Until not long ago many people would still show up at a bank branch with a paycheck from their employer, collect the money and leave with a fresh stack of bills, never to be seen between the columns of the gargantuan building until the next payday. They did not see the use case for a bank account, since the mattress or the old chest in the family bedroom will serve as a safe for any remaining savings. Safeguarding deposits was indeed the main function of a bank, along with granting credit and mediating between investments. This all came to an abrupt halt at the beginning of the new century, which saw the most devastating financial crisis since the Great Crash of 1929.
The banks of today, heavily influenced by the crisis of trust triggered in 2008, are redefining their borders thanks to new technologies, big data, and analytics. Here at BBVA Data & Analytics, we are trying to foresee and, at the same time, shape this new era in which banks will help ensure the peace of mind of clients through a more personalized interaction, more transparency, and greater efficiency. This involves trying to adapt to the needs and priorities of a rapidly changing society.

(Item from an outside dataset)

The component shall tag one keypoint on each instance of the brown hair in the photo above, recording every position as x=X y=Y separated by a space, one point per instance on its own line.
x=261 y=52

The purpose of the new bank will go well beyond safeguarding deposits, monitoring systemic risk, or being key intermediaries in the global financial system. The bank of tomorrow most likely will not be defined by money, but by the many ways in which assets help us to achieve life goals. Moreover, the bank of tomorrow won’t be defined by today’s interactions with a teller, an asset manager, an ATM, or an app. Those lines will be blurred and will include a strong Artificial Intelligence component that will personalize interactions and will make them ubiquitous, and will not force the client to time-consuming interactions with the service provider, just to meaningful ones in which her desires and goals are the main driver of the financial decisions.
As a customer-centric service, banking will rely on AI to automate financial decision that support the goals of the client. For this understanding the client’s desires, burdens and behaviour is key, and that what advanced analytics is helping to do by leveraging individual and collective data in many fronts. Understanding these dynamics can provide self-driven accounts that predict your needs, smart investments to maximize savings or financial decisions that support values in the future society you believe in. At the same time, this understanding of the complex system the banks are an integral part of, will allow banks to correct and be transparent about fair pricing, bias, risk management and supporting greater goals such as financial inclusion, economic development or the adaptation to climate change.
The bank of the future have to understand that money will be a commodity that won’t be present in the form of bills or coins but as a mean to have new experiences. Because of this, the bank of the future will have to rapidly adapt and find its place in an ecosystem that will have the smart-city as its most important scenery and in which payment interactions will be seamless. Logistic, health, transportation, education will be also driven by AI and will be intermingle with banking in ways are difficult to foresee.
Moreover, the future of work in a AI-driven economy will force banks to propose solutions and ways to support a world where most of the tedious, mechanical work will be done by robots and those life goals could be radically different to the ones we have today.